Haufe Online-Redaktion: Wie geht man vor, um eine Anwesenheitsprämie konkret zu vereinbaren?

Feindura: Der Arbeitgeber muss dem Arbeitnehmer in einer separaten Klausel der Ausscheidensvereinbarung oder in einer einseitigen Zusage einen bestimmten Betrag als maximale Anwesenheitsprämie versprechen, falls der Arbeitnehmer im gesamten Bezugszeitraum nicht wegen Krankheit ausfällt. Weiter muss dort geregelt werden, dass sich diese Anwesenheitsprämie für jeden Tag der Arbeitsunfähigkeit infolge Krankheit reduziert und um wie viel sie sich reduziert. Diese Reduzierung darf, wie gesagt, 25 Prozent des Betrags nicht übersteigen, den der betreffende Arbeitnehmer an einem Arbeitstag – im Jahresdurchschnitt – verdient.

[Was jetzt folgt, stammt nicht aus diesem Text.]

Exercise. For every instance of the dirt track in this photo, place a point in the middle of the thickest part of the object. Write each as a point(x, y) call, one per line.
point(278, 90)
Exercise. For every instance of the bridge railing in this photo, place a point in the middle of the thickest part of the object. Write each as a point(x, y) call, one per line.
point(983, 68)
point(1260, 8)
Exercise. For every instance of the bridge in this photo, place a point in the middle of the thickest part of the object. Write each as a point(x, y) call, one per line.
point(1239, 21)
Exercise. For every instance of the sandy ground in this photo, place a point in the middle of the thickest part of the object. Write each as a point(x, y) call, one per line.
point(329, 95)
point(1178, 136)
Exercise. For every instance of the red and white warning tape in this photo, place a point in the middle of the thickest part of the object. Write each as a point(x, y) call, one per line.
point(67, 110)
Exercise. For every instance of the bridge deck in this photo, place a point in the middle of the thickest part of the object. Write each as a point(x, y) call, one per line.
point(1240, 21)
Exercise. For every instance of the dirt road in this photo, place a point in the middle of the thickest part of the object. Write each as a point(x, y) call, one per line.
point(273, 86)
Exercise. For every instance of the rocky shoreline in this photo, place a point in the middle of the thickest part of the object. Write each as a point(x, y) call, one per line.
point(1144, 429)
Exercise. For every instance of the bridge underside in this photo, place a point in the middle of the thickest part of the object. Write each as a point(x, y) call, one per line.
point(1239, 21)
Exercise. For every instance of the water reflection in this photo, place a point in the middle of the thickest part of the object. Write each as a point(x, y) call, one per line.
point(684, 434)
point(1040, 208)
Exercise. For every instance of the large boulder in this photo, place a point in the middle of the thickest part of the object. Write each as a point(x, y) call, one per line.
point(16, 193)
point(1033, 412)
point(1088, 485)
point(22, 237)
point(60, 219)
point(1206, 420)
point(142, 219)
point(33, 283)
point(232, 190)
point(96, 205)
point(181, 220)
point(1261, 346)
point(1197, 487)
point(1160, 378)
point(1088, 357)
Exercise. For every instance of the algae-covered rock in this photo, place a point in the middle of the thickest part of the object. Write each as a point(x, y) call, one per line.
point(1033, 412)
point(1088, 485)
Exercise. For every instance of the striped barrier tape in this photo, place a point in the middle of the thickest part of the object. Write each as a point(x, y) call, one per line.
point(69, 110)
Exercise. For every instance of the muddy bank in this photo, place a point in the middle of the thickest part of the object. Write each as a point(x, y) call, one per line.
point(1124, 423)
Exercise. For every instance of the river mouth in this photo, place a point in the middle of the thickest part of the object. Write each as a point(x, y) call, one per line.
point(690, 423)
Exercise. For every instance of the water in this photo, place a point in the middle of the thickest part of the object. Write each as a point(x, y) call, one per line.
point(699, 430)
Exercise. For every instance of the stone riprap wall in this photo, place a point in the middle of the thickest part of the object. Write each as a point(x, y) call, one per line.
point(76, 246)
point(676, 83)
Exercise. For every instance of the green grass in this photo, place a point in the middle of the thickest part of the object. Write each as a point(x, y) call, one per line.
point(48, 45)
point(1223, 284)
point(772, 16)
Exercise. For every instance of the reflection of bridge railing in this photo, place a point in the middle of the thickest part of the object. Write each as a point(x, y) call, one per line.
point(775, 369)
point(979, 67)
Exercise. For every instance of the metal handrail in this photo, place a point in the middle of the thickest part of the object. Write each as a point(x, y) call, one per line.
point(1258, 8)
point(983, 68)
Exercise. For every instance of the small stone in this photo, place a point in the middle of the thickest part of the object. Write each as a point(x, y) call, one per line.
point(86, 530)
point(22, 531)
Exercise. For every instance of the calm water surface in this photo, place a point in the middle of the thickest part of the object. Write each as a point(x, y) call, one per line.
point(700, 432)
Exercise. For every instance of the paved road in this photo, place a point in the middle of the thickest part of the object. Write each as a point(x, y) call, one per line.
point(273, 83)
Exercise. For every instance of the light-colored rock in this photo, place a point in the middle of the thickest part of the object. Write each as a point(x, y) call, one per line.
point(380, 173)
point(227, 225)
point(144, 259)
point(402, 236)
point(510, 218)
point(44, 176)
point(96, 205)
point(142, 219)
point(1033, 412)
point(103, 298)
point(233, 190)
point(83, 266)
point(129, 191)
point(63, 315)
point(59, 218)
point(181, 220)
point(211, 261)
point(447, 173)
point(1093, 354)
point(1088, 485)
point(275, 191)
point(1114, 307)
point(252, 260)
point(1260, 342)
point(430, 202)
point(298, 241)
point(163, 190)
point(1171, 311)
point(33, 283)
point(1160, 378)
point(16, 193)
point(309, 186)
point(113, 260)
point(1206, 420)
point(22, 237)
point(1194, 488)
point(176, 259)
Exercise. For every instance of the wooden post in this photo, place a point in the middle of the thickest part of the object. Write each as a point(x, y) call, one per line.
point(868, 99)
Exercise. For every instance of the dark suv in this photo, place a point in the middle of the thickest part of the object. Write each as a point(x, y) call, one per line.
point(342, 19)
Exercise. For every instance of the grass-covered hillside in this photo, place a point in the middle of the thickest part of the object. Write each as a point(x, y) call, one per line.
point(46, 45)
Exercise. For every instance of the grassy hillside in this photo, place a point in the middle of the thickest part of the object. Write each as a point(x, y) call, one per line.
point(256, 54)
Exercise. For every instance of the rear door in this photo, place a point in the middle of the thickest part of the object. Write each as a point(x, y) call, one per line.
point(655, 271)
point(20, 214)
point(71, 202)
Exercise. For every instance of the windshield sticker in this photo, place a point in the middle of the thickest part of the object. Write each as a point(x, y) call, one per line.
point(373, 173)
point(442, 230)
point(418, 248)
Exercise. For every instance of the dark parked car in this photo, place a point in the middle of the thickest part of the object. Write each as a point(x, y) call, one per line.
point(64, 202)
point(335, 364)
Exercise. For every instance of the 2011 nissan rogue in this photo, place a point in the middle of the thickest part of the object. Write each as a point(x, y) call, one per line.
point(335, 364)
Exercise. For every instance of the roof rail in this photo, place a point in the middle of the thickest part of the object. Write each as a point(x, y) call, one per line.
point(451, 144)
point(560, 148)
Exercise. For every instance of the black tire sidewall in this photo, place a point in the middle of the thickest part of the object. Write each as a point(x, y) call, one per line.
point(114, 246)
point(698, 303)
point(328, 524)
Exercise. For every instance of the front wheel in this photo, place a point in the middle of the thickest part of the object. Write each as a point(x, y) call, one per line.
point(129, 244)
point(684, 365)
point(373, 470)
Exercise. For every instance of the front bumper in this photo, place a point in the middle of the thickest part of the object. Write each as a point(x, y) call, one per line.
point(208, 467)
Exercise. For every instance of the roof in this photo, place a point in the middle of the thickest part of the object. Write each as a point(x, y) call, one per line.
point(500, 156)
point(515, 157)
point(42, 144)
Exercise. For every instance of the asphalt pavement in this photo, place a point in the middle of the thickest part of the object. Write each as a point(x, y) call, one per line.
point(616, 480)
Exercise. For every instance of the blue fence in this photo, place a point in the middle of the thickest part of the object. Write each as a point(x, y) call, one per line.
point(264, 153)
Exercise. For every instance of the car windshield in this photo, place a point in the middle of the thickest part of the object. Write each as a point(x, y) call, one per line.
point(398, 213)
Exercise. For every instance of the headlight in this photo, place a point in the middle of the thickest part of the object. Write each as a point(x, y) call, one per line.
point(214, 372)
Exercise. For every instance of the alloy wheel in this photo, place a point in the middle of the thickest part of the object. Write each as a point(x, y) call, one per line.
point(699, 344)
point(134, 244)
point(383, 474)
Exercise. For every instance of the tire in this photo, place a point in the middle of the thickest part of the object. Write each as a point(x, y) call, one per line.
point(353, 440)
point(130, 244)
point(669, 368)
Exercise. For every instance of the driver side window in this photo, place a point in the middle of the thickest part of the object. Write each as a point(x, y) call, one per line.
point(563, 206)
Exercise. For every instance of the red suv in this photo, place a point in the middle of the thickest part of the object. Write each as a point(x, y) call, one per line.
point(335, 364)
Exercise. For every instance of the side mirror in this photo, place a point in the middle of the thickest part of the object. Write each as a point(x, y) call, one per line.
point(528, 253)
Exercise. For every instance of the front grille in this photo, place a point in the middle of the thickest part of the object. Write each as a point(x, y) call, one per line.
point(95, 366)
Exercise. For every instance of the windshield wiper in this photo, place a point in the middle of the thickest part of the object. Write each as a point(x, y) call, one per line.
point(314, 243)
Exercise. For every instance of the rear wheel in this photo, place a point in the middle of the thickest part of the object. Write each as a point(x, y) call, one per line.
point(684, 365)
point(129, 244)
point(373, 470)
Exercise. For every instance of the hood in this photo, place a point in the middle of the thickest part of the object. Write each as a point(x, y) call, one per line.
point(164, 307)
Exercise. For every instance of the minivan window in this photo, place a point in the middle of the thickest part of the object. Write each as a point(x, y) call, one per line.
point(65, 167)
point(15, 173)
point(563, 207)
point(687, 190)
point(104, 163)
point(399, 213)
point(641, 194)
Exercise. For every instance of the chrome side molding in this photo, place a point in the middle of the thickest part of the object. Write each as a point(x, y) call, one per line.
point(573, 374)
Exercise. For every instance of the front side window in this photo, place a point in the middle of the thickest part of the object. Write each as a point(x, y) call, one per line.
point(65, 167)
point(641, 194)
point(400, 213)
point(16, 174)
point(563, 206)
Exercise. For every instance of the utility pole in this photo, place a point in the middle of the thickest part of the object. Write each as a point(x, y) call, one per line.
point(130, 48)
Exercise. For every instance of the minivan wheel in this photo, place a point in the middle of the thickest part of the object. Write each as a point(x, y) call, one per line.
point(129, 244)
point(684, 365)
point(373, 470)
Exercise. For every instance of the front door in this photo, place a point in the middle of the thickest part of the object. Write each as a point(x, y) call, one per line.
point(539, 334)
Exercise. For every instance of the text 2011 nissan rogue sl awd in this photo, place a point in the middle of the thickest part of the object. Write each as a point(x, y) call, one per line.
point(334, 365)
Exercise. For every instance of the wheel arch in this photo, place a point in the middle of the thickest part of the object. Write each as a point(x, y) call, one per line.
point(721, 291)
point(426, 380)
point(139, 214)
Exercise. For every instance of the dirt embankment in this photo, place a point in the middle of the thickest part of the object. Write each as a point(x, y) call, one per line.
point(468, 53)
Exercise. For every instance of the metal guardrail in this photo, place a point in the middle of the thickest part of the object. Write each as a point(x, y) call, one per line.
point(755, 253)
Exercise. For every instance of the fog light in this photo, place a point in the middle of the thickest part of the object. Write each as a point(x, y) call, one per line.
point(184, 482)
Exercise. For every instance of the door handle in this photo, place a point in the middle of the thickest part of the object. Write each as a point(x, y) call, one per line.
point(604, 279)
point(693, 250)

Bei der gesamten Regelung ist auf Klarheit und Verständlichkeit zu achten.


Sabine Feindura ist Fachanwältin für Arbeitsrecht und Partnerin bei Buse Heberer Fromm, deren Practice Group Arbeitsrecht sie leitet.


Das Interview führte Michael Miller, Redaktion Personalmagazin.